В ту ночь, что глаз нам не сомкнуть,
Опять торжественно и строго
Господь укажет нам дорогу,
На праведный направит путь.
И сколько звёзд не загадай,
И сколько не отбей поклонов,
Звезда ночи просветит лоно,
Её ты сердцем распознай.
Кануны Пасхи
Какой настрой, какая благость влита,
Душа моя свободна и светла,
И облаков ещё ночная свита
Не выплыла из дальнего угла.
Застыло небо в сумерках заката,
Чуть розовый налёт на кроны лёг,
И отдалённо, как-то виновато,
Гудит с вершин натужно самолёт.
Не виден след высокого движенья,
Полоска быстро растворилась в зыбь,
И, кажется, без всякого сомненья,
Я в небе сны угадываю рыб.
Они скользят через года и лета,
И вроде все всё знают наперёд,
Но кажется мне, отдалённо где-то,
За мною старость в молодость грядёт.
Миндаль в Нагасаки
Я видел в садах Нагасаки
расцветший миндаль,
Где розовым пламенем ветви объяты до древа,
Чуть слышны звучащего
строгого тона запевы,
Нежны, но упруго-воинственно
смотрят все вдаль.
Земля обожжённая раны давно залечила,
Раскинулся парк,
там где ад разорвал вышину,
Достойно и кротко природа в покое застыла,
Застыло движенье, Тебе поклонясь одному.
И розовой птицей
миндальные ветви взлетали,
И в небо седое стремились,
что только держись,
А здесь, в Загорянке
лишь в первых цветах расцветали,
В Пасхальное утро, когда начинается жизнь.
Первые дни мая
Нередки дни стоят, когда покойна зелень,
Слегка подует ветер, птица пролетит,
Ничто не потревожит и ничто не огорчит,
В начале майских дней природа в тихой лени.
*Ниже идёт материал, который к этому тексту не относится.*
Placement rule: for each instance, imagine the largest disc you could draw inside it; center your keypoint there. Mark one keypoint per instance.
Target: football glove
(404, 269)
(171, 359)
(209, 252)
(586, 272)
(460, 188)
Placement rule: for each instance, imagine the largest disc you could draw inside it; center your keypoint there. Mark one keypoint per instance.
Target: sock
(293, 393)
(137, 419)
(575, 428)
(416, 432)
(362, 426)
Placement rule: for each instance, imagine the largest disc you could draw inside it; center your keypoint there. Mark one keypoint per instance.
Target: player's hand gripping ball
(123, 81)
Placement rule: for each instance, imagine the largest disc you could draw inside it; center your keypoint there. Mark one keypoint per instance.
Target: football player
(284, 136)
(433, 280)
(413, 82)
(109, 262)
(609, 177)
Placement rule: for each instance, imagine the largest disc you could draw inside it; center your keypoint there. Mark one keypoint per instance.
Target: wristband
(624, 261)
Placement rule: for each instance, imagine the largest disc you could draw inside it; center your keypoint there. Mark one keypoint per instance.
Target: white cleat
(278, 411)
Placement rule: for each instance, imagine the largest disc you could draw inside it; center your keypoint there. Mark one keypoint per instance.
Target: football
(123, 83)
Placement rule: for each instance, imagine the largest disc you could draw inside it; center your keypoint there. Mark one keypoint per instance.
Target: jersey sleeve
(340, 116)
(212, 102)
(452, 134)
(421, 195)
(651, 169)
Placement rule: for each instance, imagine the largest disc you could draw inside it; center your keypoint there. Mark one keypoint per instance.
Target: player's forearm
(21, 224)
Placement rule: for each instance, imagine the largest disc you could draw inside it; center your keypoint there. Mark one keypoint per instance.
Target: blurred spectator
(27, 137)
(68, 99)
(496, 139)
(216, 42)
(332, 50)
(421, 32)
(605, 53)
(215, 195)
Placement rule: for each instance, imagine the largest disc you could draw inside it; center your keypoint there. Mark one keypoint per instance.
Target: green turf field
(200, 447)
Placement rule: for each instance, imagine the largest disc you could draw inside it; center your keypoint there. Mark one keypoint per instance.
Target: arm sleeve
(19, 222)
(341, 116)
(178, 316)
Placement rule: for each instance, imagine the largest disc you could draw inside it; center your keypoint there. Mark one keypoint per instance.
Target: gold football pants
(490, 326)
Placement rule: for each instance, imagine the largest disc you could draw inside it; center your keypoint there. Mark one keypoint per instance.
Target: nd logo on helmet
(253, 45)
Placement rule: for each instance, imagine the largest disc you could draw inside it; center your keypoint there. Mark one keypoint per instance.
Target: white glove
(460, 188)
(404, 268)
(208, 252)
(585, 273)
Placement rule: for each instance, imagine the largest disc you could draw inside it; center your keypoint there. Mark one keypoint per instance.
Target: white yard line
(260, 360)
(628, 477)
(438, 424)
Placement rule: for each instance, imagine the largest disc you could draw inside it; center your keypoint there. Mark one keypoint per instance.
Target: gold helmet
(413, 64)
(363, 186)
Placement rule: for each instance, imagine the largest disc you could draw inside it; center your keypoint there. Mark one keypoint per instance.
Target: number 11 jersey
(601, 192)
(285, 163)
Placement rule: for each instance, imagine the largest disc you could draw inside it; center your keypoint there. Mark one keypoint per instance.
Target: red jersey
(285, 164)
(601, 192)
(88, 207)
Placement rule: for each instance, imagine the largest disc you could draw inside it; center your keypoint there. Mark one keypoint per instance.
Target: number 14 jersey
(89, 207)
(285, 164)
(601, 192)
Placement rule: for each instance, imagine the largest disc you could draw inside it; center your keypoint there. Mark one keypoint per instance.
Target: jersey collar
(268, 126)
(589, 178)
Хоть влагой налилась живительной окрест
Ручьёв, болотцев, озерцов застывших,
Из странных и заброшенных в округе мест,
И с берегов затерянных и мшистых.
И эти соки гонит мая стать,
Берёзы распуская, клёны, липы,
Оглянешься какая благодать,
Узорной высечкой каштаны вкруг налиты.
И гладит глаз зелёный бархат древ,
Расцветок находя немыслимые грани,
И наглядеться тьмой оттенков не сумев,
Так тонко зрение и душу ранит.
Не заладилось утро
Я знаю, что волки не впадают в спячку,
Медвежья привилегия
в сугробе отлёживаться,
Но зиму прошлую вспомню, значит,
Как же жизнь эта незаметно съёживается.
Сначала становится дышать трудно,
На любом подъёме, какой бы ни был,
А потом приходит мысль довольно занудная,
Это не сумел, а это не сделал.
И если раньше нагонял столбы верстовые,
Как-то считая, выстраивая в ряд,
Не спешу теперь, и мысли такие:
«Да чёрт с ним, что ж возвращаться назад?»
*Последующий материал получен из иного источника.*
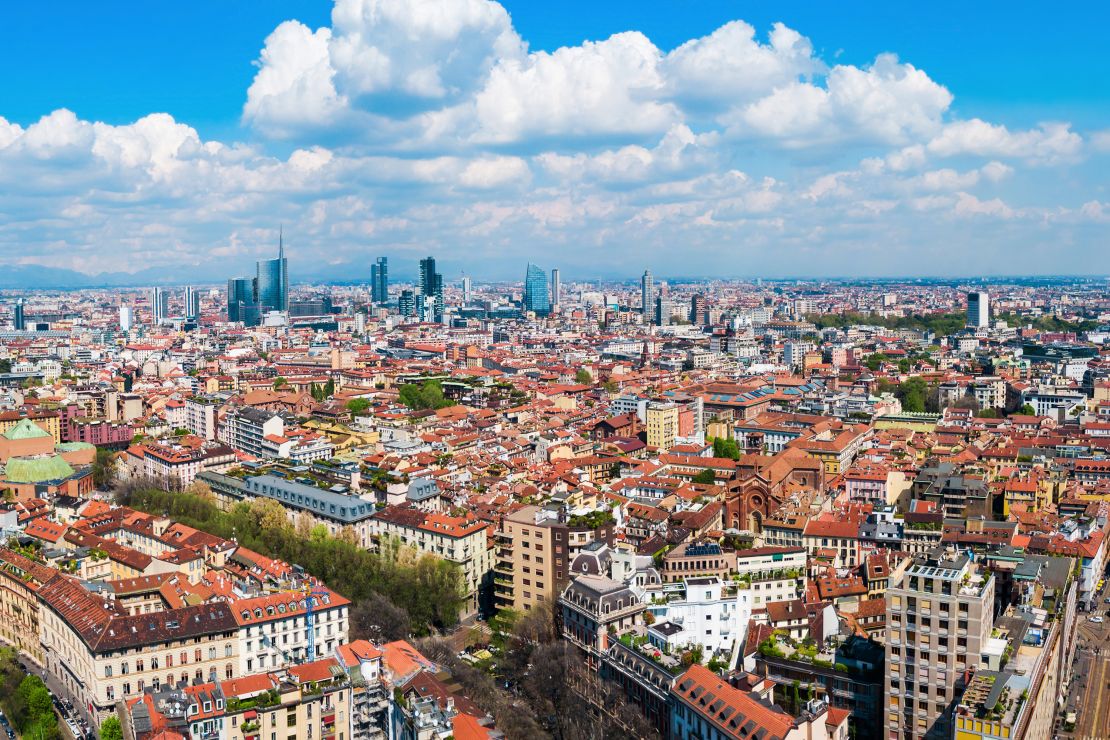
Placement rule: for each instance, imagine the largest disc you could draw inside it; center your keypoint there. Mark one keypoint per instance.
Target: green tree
(427, 588)
(424, 396)
(36, 696)
(912, 394)
(103, 467)
(727, 448)
(110, 729)
(357, 406)
(875, 361)
(706, 476)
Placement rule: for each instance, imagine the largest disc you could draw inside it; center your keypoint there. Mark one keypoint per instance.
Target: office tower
(662, 422)
(159, 305)
(431, 292)
(380, 281)
(979, 308)
(535, 291)
(647, 296)
(939, 618)
(699, 315)
(192, 304)
(406, 303)
(272, 281)
(240, 293)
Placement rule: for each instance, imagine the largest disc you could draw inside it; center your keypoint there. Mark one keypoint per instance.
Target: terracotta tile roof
(733, 711)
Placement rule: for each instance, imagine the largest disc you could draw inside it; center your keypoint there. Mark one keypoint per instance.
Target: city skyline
(727, 141)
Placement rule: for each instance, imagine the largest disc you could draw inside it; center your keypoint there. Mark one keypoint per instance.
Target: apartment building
(706, 707)
(535, 548)
(20, 579)
(102, 655)
(273, 629)
(174, 466)
(463, 540)
(201, 416)
(662, 425)
(940, 611)
(246, 429)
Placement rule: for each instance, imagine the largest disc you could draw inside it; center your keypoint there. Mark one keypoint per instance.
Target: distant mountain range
(37, 276)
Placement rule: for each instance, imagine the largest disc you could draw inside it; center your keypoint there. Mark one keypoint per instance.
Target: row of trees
(26, 699)
(395, 590)
(421, 396)
(538, 686)
(940, 324)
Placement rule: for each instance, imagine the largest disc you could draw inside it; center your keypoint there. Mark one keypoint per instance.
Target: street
(67, 711)
(1089, 695)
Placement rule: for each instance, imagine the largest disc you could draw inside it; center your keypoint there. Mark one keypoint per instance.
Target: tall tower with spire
(271, 283)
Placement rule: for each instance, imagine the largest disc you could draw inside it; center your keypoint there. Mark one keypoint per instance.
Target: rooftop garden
(592, 520)
(270, 698)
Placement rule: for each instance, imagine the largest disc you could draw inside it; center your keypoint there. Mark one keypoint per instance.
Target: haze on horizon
(695, 141)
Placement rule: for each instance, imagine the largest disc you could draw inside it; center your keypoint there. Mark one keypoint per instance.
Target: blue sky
(986, 137)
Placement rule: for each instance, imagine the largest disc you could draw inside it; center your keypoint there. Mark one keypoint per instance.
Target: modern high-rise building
(192, 304)
(406, 303)
(431, 292)
(380, 281)
(940, 612)
(240, 293)
(979, 308)
(647, 296)
(271, 283)
(535, 291)
(699, 315)
(159, 305)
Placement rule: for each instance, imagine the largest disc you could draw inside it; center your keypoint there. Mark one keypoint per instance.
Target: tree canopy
(706, 476)
(423, 396)
(727, 448)
(427, 588)
(357, 405)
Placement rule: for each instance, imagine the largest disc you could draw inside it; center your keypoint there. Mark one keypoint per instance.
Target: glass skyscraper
(431, 292)
(535, 291)
(272, 282)
(240, 293)
(380, 281)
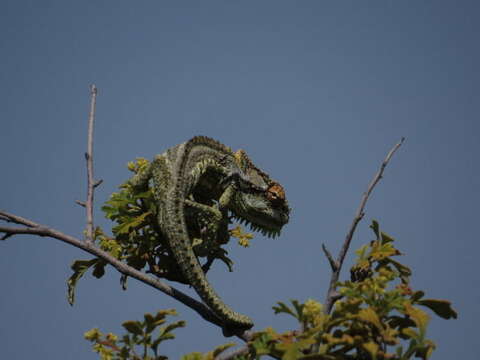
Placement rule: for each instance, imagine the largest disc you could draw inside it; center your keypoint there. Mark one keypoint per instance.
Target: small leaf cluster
(141, 342)
(378, 315)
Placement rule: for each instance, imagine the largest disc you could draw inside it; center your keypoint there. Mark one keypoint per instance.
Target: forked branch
(32, 228)
(89, 158)
(332, 295)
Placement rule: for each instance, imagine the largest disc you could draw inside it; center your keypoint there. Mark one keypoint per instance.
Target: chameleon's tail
(191, 269)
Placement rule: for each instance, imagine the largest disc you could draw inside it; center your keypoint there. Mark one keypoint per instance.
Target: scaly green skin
(207, 176)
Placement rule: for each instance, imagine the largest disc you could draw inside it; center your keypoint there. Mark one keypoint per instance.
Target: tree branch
(33, 228)
(332, 295)
(91, 184)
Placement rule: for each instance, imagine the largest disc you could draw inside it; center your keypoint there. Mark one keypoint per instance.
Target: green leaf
(79, 268)
(221, 348)
(133, 327)
(99, 269)
(193, 356)
(417, 295)
(442, 308)
(282, 308)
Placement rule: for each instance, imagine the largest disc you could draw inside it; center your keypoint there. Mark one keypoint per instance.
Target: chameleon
(204, 179)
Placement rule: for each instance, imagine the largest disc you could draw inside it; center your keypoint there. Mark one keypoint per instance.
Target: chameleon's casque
(206, 179)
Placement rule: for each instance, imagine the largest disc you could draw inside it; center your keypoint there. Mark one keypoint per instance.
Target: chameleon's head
(258, 200)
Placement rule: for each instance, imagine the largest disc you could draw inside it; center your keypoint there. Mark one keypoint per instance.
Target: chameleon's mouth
(270, 228)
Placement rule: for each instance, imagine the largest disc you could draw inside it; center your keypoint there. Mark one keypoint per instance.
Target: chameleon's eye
(275, 193)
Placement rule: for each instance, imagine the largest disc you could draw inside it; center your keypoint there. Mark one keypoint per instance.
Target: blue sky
(316, 92)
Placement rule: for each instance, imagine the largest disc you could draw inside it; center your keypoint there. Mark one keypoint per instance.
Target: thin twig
(332, 295)
(89, 158)
(233, 354)
(33, 228)
(81, 203)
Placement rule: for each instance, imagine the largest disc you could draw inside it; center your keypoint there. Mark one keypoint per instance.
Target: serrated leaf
(442, 308)
(99, 269)
(417, 295)
(133, 327)
(193, 356)
(282, 308)
(369, 315)
(411, 333)
(371, 348)
(420, 317)
(79, 268)
(386, 238)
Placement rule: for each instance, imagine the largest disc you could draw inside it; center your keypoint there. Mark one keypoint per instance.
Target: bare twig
(89, 158)
(33, 228)
(233, 354)
(332, 295)
(81, 203)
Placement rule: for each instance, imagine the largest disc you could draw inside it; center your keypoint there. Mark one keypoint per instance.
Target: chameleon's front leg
(211, 226)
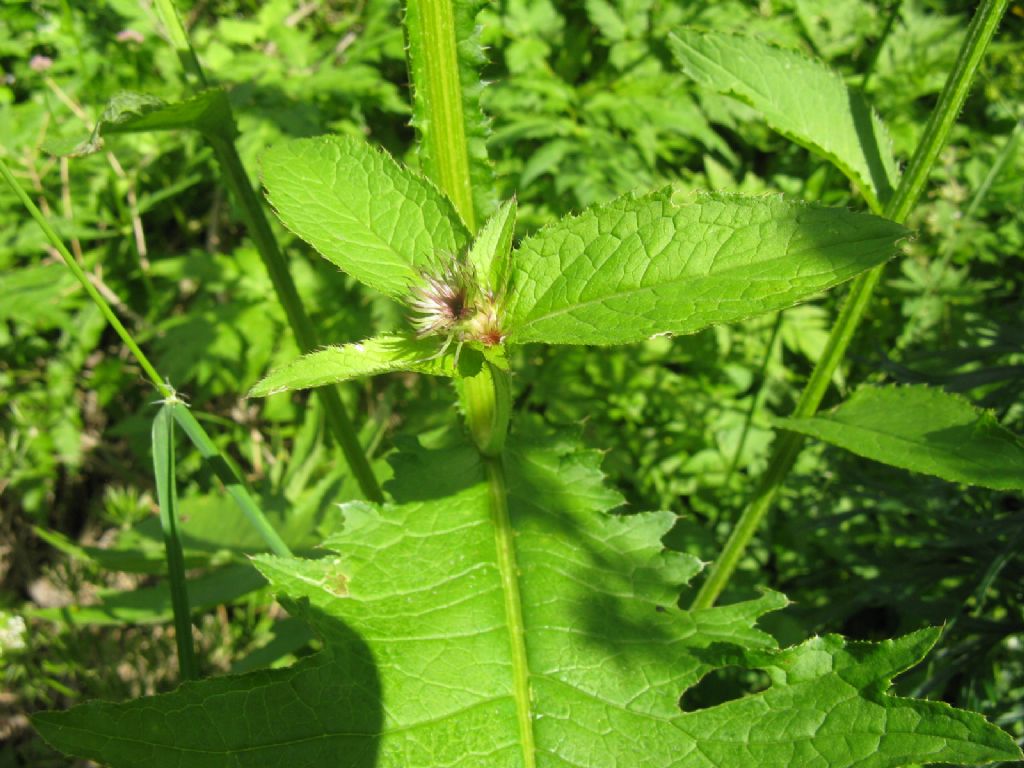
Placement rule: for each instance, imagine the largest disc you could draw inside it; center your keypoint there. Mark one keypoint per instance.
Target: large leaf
(377, 220)
(640, 266)
(456, 635)
(925, 430)
(801, 98)
(381, 354)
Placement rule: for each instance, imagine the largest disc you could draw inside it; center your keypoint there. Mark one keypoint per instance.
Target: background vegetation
(586, 104)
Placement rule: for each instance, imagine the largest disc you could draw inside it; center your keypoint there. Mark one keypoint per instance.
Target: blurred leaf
(153, 604)
(446, 663)
(799, 97)
(924, 430)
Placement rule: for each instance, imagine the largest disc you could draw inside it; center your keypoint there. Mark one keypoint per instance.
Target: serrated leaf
(640, 266)
(488, 255)
(438, 650)
(922, 429)
(360, 210)
(801, 98)
(380, 354)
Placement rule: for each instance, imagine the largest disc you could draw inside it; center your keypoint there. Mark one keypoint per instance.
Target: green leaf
(489, 253)
(209, 113)
(801, 98)
(640, 266)
(153, 604)
(922, 429)
(423, 667)
(376, 220)
(381, 354)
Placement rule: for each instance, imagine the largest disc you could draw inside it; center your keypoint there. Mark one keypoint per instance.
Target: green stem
(505, 541)
(755, 401)
(259, 229)
(163, 468)
(179, 39)
(83, 279)
(430, 27)
(254, 217)
(237, 487)
(485, 397)
(787, 446)
(228, 474)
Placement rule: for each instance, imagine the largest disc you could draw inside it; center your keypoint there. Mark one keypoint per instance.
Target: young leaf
(376, 220)
(489, 253)
(639, 266)
(801, 98)
(381, 354)
(453, 639)
(922, 429)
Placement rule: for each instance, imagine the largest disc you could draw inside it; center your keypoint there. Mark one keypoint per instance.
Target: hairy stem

Боль в висках по утрам, сомненья,
Да стоит ли, видно случай не уберёг,
Не просишь у Господа терпенья,
Надеешься, вдруг вывезет, авось повезёт.
А оно не везёт ни вправо, ни влево,
Застопорилось, тарахтит на месте,
Да ещё тараторит и приговаривает то и дело:
«Довольно, наездились, а теперь уж слезьте».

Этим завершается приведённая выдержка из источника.